The recent Asia-Africa Tote Association conference in South Africa attracted delegates from around the world, generated considerable column inches in the national press and - most important - laid the foundations for a much-needed blueprint for bringing the crowds back to the Sport of Kings.
The conference, hosted by Phumelela Gaming, was held at Kenilworth three days before the Cape Town racecourse staged the Sun Met’s richest raceday in Africa.
Richard Cheung, Chairman of AATA and Executive Director, Customer & Marketing, of the Hong Kong Jockey Club stressed that: “The annual AATA Conference, this being the third time after ones held in Hong Kong and Sydney, aims to be an important forum in fostering continuous best practice exchange, joint research and networking among AATA members and tote operators. This year’s theme of ‘EMBRACING A BRAVE NEW WORLD’ is particularly fitting in today’s fast changing market landscape.”
One of the challenges facing horseracing is not that its audience has dwindled, but that people are looking at it away from the racecourse. “Many people argue that racing is in the doldrums with less and less people going,” said Paul Cross, General Manager of Australian wagering company Tabcorp. “But in fact there are more eyeballs watching racing today than there have ever been.”
Richard Brooke, chairman of GBI Racing, which televises 1,800 British and Irish races a year, echoed this by saying: “Six million people went racing there last year. It is popular, well-attended and big business.”
But it was Mark Steinhobel, founder and chairman of marketing group VWV, who both identified the problem and came up with the solution. Both centre on the millennials, which he defined as those aged between 18 and 34.
“This age group is by far the largest on the planet, it comprises your future customers, punters and racegoers,” he said. “But they are spoilt for choice. Everybody wants a piece of their action and, to get it, racing is going to have to give these people the experiences they are looking for.”
He suggested that racing people, well known for their insular attitude and nothing-else-matters views, should stop taking themselves so seriously. “I know the traditions of racing go back a long way and, while you may alienate some of the older racegoers, the alternative is a long slow slide into obscurity.”
A recent survey of millennials asked them what would persuade them to go racing at Kenilworth. The top three answers were a party, free drink and the Met. Steinhobel said: “If the millennials do go, and find it a compelling experience, thousands and thousands will hear about it because these people stream everything and spend an hour a day on social media.”

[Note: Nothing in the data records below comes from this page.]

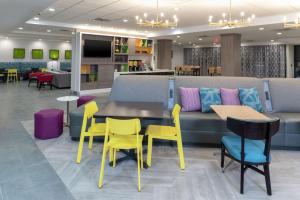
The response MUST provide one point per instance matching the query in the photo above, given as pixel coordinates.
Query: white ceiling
(192, 14)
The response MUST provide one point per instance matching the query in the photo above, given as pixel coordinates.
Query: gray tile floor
(24, 171)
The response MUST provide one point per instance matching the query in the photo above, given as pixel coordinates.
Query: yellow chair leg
(91, 142)
(180, 152)
(80, 147)
(139, 170)
(115, 157)
(149, 151)
(102, 167)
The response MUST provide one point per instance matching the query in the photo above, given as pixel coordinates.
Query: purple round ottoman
(84, 99)
(48, 123)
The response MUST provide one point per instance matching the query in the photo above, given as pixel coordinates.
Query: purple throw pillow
(230, 96)
(190, 99)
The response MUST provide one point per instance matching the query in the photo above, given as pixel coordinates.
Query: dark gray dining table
(128, 110)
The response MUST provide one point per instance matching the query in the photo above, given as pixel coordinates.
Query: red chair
(33, 76)
(45, 79)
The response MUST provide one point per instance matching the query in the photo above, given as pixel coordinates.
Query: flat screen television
(97, 49)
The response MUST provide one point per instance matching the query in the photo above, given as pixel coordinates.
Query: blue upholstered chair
(250, 147)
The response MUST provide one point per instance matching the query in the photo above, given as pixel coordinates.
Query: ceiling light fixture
(158, 22)
(228, 22)
(294, 24)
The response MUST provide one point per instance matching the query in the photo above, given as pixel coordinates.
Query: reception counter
(154, 72)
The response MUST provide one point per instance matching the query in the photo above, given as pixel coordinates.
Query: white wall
(177, 58)
(7, 46)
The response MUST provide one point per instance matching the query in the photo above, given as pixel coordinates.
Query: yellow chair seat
(161, 132)
(124, 141)
(98, 129)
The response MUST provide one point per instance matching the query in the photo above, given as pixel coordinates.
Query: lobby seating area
(149, 100)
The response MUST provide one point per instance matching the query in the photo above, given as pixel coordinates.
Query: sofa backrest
(140, 88)
(218, 82)
(285, 94)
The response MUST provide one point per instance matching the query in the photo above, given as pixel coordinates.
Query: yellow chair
(166, 133)
(44, 69)
(12, 75)
(95, 129)
(122, 134)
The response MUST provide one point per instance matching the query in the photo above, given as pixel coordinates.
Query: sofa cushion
(190, 99)
(218, 82)
(202, 122)
(209, 96)
(285, 95)
(291, 121)
(230, 96)
(140, 88)
(250, 97)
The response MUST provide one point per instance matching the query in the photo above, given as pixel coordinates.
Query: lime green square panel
(19, 53)
(68, 54)
(53, 54)
(37, 54)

Phumelela CEO Rian du Plessis echoed this, adding a need for change, and said: “We have got to reach the younger generation but, if we can only offer them the same as we did in the past, we will fail.”
The theme of the conference was “EMBRACING A BRAVE NEW WORLD” and Fluxtrends founder Dion Chang spoke of business disruption and said the “millennial mind-set is creating additional challenges for industries such as horseracing”.

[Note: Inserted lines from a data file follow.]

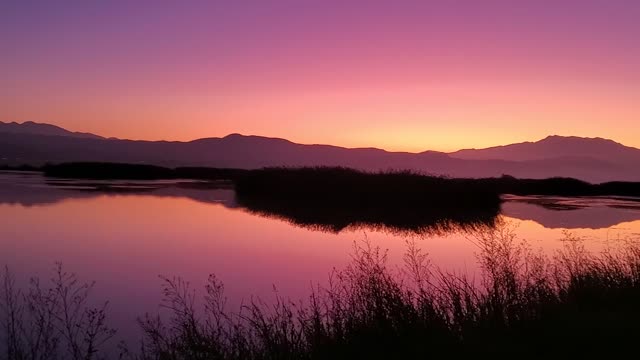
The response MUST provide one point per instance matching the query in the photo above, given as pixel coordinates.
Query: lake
(123, 235)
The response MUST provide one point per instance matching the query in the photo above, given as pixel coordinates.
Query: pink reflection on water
(125, 242)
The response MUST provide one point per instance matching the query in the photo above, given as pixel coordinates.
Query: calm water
(125, 239)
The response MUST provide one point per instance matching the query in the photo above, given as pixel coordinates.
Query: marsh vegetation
(525, 303)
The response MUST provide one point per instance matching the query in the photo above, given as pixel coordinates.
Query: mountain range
(590, 159)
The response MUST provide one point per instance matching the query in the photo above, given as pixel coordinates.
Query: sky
(398, 75)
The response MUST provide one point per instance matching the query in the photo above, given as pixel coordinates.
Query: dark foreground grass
(525, 305)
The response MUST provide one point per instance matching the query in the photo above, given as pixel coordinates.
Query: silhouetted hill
(30, 127)
(556, 147)
(602, 161)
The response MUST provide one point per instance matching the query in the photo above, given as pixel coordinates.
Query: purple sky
(406, 75)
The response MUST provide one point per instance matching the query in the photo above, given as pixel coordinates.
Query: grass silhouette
(525, 304)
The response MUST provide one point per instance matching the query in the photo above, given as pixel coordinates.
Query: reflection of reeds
(525, 304)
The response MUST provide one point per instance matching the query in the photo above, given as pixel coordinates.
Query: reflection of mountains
(33, 191)
(573, 213)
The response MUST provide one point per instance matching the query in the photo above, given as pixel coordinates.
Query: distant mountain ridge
(555, 146)
(594, 160)
(30, 127)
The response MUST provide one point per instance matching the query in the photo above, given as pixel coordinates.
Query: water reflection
(31, 189)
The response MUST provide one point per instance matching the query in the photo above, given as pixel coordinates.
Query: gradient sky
(400, 75)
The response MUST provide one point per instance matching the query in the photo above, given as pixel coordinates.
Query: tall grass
(52, 322)
(524, 304)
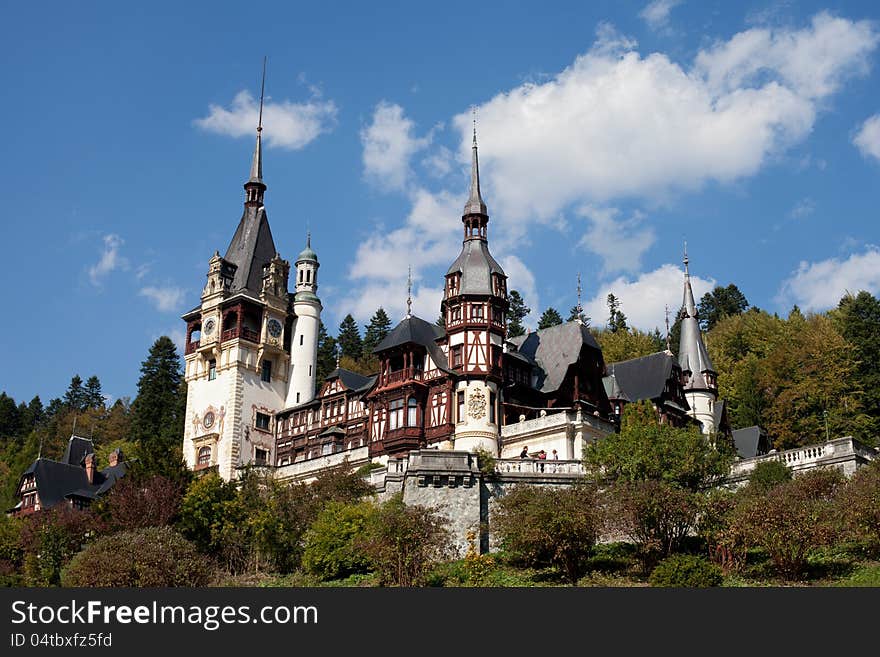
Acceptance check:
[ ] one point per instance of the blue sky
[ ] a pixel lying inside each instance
(609, 134)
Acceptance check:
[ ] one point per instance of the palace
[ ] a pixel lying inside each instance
(251, 359)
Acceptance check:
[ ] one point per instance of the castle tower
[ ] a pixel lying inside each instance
(304, 347)
(474, 306)
(238, 344)
(701, 380)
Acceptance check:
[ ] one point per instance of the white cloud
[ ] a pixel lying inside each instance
(166, 299)
(868, 137)
(656, 13)
(389, 144)
(616, 125)
(644, 299)
(110, 259)
(820, 285)
(285, 124)
(620, 243)
(803, 208)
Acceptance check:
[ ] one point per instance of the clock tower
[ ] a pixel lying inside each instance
(474, 307)
(244, 342)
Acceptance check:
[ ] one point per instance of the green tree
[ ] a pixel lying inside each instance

Adrian Ford, general manager of British-based Football Dataco, spoke of the lessons racing can learn from football while the experience of Hong Kong, where racing is rich and hugely popular after being the only legal form of gambling for a long time, was another key topic.
There were calls for jockeys to wear cameras (jockey-cams) and for the pictures to be relayed on social media together with those taken by drones flying above the horses. Both would appeal to the millennials.